Original etiology/reason for shunt placement
A subdural shunt placed for chronic subdural hematoma in infancy was successfully removed/ligated in all 8 patients (100%). The etiology for shunt placement in chronic subdural collections was post traumatic (6), post-meningitis (1) and secondary to leukemia (1). Success of VP shunt removal/ligation at 6 months and 4 years, respectively, correlates with etiology of hydrocephalus, as follows: tumor (88% and 70%), aqueductal stenosis (70% and 70%), cyst (63% and 50%), infection (50% and 50%), trauma (43% and 43%), and PHH (29% and 21%) myelomeningocele (29% and 14%) (Table 3). Survival curves differ by etiology (p = 0.004 and Fig. 6).

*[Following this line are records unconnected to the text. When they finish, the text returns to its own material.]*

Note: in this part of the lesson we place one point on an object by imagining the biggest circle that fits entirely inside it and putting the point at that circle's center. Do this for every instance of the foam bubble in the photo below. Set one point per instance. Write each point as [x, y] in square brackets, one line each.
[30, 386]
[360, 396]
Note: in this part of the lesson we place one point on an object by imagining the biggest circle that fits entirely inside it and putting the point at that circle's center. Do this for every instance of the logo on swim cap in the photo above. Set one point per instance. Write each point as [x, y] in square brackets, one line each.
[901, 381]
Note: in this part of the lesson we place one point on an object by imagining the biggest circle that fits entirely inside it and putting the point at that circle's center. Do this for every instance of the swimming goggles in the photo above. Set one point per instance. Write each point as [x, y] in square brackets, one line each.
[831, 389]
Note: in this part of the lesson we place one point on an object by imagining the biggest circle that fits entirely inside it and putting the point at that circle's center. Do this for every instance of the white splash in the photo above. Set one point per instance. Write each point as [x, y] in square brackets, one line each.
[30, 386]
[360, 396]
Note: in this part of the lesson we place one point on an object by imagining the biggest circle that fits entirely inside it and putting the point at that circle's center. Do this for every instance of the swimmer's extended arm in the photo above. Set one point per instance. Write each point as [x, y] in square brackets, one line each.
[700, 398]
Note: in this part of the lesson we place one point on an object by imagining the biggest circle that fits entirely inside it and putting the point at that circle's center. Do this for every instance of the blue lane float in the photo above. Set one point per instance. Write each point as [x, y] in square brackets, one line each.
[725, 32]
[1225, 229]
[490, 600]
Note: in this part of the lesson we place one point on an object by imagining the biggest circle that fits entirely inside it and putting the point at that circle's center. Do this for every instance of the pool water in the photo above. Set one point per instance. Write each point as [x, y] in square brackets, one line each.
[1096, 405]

Indication for shunt re-implantation
Failure of shunt ligation/removal was recognized via elevated ICP captured in 26 patients (67%) via a postoperative external ventricular drain EVD in 18, Codman parenchymal ICP monitoring in 2, shunt tap in 5 and lumbar puncture in 1; 4 failures (10%) were diagnosed after an incisional CSF leak, and the remaining 9 (23%) developed clinical symptoms such as headaches, balance problems, macrocephaly, papilledema, and behavioral problems.
Late failures
The average time to shunt reactivation/reimplantation was 18.4 days (0 days to 3 months). Twenty-five patients (64%) had their shunt reactivated/reimplanted in the same hospital admission, while the remaining patients were readmitted for surgery. Eight patients (9%) presented with late failures (> 6 months), with an average time to failure of 6.8 years (range 1.8 years to 12 years) in that group. Five of the 8 were in the ETV group (Table 5).
Complications
Operative complications occurred in 4 patients and include 2 intraventricular hemorrhages requiring temporary external drainage and 2 superficial surgical site infections treated with oral antibiotics. CSF leaks (reported above) occurred in the setting of failure of shunt ligation/removal.